You can join us and be someone who stands up to protect the coast, climate, and BC’s economy from more tankers and new government-owned oil sands facilities.
We’ll meet at Second Beach in Stanley Park at 8PM. Then, we’ll spread out and talk with people as they arrive to lay out chairs and blankets for the outdoor movie. Our goal is to collect signatures urging our local MPs to speak out against the pipeline purchase and demand the federal government halt its plans to expand the Transmountain pipeline, tank farm, and tanker project bringing dangerous diluted bitumen from Alberta’s oil sands.
Liberal MPs including Vancouver-Centre’s Hedy Fry, Vancouver-Quadra’s Joyce Murray, and Burnaby-North Seymour’s Terry Beech have yet to speak out against the taxpayer buyout of an oil sands tanker project they previously condemned. We need Liberal MPs to see that there are consequences to cowardice — we need them to stand up to Trudeau and say “N0!” to this reckless undemocratic decision.

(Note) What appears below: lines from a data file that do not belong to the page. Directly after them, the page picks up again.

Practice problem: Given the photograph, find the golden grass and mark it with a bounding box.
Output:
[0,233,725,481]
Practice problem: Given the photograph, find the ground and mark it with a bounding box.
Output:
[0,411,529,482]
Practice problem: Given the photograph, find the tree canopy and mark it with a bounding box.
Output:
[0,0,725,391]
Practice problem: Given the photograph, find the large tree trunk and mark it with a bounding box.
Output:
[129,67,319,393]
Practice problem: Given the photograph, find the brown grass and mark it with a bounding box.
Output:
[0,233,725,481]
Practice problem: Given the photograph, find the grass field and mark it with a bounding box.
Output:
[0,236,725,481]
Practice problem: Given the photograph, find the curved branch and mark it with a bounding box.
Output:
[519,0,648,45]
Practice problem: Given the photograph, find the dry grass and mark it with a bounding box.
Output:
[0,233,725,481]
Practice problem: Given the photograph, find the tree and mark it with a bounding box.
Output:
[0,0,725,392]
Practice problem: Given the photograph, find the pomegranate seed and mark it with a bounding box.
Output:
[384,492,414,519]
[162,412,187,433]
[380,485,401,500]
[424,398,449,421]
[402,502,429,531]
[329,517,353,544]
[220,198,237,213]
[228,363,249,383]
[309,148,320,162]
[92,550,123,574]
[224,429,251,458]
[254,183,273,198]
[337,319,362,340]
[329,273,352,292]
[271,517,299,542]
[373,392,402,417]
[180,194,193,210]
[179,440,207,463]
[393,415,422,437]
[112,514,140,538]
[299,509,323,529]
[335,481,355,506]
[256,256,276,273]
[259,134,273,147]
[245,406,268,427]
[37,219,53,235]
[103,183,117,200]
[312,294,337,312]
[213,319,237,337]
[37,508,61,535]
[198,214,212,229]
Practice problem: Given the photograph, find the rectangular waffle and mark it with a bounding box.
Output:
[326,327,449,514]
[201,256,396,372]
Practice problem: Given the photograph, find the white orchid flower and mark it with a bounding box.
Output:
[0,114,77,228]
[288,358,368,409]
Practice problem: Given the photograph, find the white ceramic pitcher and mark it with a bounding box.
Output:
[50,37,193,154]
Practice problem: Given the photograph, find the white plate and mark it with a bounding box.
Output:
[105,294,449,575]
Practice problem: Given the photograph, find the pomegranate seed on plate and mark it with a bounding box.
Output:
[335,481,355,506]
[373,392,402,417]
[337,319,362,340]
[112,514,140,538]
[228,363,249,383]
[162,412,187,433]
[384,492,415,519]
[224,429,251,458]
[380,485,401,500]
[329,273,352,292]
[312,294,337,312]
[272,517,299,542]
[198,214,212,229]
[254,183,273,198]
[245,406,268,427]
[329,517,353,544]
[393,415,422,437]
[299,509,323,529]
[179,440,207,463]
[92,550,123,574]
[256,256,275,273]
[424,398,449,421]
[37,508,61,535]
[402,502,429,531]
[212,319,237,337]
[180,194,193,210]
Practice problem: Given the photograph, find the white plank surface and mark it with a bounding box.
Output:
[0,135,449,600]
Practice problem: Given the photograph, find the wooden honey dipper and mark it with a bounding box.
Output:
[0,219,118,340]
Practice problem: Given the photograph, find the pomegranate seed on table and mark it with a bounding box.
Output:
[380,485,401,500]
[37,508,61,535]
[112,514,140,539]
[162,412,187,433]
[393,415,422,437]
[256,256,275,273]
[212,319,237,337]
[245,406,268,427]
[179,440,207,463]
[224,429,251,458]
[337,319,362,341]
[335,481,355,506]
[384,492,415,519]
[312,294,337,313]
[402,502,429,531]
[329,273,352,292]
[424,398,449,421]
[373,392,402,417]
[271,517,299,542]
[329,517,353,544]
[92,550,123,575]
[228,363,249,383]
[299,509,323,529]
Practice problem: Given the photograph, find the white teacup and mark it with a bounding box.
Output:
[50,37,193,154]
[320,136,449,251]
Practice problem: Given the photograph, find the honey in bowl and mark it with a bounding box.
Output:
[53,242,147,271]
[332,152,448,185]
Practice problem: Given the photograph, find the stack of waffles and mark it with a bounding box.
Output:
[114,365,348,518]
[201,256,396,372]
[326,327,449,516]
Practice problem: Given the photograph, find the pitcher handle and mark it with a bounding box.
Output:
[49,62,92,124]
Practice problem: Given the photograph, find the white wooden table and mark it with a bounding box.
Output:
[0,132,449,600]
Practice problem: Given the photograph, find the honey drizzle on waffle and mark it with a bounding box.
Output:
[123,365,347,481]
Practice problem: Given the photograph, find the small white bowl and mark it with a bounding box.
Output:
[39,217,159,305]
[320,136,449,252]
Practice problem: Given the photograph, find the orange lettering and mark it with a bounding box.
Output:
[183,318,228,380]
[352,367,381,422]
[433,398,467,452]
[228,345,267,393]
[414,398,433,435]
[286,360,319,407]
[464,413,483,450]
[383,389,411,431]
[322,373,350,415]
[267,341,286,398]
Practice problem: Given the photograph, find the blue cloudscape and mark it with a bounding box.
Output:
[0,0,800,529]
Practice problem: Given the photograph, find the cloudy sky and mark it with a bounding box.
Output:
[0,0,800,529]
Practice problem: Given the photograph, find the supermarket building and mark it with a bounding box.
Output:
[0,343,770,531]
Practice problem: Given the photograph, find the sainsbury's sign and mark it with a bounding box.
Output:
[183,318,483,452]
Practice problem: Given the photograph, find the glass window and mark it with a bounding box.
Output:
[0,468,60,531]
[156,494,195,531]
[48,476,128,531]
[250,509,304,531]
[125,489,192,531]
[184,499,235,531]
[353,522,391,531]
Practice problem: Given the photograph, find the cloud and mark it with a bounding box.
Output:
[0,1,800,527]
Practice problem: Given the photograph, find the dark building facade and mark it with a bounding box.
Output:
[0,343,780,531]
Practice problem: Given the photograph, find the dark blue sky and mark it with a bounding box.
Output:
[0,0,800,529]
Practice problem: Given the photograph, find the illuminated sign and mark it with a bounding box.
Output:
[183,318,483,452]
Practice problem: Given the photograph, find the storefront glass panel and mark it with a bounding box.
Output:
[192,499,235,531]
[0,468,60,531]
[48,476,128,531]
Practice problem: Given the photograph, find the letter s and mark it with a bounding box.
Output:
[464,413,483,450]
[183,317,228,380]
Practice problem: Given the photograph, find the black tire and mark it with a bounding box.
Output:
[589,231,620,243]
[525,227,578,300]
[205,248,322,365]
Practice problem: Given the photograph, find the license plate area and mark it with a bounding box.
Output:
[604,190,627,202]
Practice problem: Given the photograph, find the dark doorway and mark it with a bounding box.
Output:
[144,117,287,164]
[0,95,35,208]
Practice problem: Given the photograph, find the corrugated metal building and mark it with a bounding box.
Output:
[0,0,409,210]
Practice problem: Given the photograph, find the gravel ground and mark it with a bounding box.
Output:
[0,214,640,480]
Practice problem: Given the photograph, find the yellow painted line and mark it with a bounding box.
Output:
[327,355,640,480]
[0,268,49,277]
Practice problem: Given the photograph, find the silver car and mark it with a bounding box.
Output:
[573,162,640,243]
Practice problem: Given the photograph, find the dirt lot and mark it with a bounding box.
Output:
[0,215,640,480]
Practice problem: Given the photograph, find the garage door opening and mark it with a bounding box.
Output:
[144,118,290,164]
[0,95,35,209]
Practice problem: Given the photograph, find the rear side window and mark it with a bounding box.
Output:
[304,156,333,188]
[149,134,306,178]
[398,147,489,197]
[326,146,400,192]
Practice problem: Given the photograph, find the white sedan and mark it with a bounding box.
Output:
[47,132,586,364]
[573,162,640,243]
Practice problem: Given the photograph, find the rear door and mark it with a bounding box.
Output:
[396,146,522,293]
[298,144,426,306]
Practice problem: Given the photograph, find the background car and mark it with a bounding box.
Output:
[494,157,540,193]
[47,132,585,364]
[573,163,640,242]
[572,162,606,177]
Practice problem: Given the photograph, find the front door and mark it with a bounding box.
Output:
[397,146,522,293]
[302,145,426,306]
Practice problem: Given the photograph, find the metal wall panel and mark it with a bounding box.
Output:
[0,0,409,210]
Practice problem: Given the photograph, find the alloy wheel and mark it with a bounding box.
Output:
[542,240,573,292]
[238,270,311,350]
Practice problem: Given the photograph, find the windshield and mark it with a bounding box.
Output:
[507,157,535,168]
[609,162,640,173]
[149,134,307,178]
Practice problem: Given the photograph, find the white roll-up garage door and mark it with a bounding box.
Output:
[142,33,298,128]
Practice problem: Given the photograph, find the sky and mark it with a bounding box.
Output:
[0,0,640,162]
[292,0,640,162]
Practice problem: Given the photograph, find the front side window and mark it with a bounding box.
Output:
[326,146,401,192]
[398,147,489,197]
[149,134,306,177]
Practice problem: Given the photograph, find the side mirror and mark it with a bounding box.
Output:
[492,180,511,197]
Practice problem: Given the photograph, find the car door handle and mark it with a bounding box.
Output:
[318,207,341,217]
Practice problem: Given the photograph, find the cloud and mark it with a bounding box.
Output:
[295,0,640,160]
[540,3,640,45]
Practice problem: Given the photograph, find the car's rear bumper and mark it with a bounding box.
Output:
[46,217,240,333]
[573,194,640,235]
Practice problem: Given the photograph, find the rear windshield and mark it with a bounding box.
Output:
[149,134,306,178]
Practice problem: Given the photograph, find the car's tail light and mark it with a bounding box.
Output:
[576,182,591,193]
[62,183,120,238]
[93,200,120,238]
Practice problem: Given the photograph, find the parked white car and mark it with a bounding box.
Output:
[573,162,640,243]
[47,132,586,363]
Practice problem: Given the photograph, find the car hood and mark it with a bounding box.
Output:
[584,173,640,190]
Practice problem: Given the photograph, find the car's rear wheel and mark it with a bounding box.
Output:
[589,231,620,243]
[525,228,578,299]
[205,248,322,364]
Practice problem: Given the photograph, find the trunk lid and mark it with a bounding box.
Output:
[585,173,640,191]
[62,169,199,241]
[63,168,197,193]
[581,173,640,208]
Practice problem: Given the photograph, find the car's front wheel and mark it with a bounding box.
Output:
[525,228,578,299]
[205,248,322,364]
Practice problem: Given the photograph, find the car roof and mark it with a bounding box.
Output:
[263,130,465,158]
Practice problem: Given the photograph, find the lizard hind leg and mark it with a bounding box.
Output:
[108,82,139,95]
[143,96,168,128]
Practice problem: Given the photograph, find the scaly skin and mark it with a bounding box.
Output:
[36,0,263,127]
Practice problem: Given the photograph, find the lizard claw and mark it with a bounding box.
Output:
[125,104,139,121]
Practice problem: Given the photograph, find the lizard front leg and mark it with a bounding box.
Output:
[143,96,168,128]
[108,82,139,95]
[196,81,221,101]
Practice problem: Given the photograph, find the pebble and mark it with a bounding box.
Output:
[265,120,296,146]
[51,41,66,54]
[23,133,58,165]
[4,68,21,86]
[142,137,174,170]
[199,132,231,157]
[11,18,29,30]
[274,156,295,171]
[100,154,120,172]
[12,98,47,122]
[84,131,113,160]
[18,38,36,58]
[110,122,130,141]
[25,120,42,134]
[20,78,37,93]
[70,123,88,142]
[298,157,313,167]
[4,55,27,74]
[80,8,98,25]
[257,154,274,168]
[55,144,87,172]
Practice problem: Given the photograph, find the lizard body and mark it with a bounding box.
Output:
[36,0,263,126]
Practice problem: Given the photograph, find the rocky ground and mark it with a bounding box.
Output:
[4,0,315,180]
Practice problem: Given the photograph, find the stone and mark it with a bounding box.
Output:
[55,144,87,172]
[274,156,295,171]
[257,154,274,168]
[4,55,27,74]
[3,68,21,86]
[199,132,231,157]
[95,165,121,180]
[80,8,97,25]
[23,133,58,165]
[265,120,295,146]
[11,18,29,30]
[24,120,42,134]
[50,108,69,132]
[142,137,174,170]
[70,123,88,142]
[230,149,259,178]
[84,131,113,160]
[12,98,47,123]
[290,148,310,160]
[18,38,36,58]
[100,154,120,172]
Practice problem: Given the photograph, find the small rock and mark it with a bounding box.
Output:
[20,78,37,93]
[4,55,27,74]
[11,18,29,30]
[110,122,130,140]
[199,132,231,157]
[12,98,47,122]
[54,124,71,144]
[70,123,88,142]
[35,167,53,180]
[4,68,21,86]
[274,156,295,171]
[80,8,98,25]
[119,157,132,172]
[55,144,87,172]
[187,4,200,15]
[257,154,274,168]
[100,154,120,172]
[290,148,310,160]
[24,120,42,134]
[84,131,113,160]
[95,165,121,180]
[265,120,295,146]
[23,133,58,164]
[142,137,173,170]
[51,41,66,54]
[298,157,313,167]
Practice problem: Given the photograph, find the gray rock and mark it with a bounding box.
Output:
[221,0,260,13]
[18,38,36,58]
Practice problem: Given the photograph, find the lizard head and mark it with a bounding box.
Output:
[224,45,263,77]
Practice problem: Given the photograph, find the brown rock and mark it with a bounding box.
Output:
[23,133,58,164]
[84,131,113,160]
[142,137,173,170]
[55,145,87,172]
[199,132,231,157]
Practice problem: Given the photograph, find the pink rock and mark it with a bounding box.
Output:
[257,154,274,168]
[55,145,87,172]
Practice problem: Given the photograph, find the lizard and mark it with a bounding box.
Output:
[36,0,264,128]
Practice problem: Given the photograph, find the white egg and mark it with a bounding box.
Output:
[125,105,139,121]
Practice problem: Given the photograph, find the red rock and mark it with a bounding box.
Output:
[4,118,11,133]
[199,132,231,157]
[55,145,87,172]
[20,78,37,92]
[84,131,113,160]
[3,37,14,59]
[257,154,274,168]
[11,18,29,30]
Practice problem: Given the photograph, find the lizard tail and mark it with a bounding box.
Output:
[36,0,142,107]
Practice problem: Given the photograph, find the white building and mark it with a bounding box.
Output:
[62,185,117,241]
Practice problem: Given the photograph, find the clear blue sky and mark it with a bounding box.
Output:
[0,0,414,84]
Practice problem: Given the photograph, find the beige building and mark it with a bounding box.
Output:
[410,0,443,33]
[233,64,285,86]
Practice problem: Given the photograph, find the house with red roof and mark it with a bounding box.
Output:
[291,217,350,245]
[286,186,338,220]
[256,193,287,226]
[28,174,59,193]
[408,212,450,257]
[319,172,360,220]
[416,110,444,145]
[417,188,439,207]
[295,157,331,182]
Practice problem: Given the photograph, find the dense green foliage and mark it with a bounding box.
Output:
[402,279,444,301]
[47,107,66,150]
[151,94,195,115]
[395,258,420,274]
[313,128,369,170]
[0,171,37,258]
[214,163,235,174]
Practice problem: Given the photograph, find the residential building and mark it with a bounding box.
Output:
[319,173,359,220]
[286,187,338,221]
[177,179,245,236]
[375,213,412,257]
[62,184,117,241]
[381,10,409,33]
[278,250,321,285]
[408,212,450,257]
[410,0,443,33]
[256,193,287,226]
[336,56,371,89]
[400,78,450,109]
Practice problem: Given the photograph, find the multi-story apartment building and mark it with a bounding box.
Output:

Dogwood will bring everything you need to canvass and start the evening with a quick training. Bring comfortable shoes and dress for the weather, which can be a little colder by the water. People of all ages and abilities are encouraged to join us — please be in touch if you have specific accessibility needs our team can help with.
Coast Salish peoples have occupied Stanley Park for more than 3,000 years. A village called X̱wáýx̱wa, home to Squamish, Musqueam, and Tsleil-waututh people was displaced by European colonizers in the 1880s. The village was destroyed and replaced by the Park Drive perimeter road, still in use today.
On September 27, 1888 the park was opened and named to recognize Lord Stanley. (Yes, he of the Stanley Cup). First Nations people and Chinese settlers continued to inhabit the park into the 20th century and were declared trespassers by the city government. The first park rangers set fire to their homes and ordered them to leave.
Disgraceful stories from Vancouver’s history like these underscore the importance of continuing the Truth and Reconciliation process. As settlers, we can aid this process by supporting local First Nations in their work to protect the coast and water from new tankers and pipelines.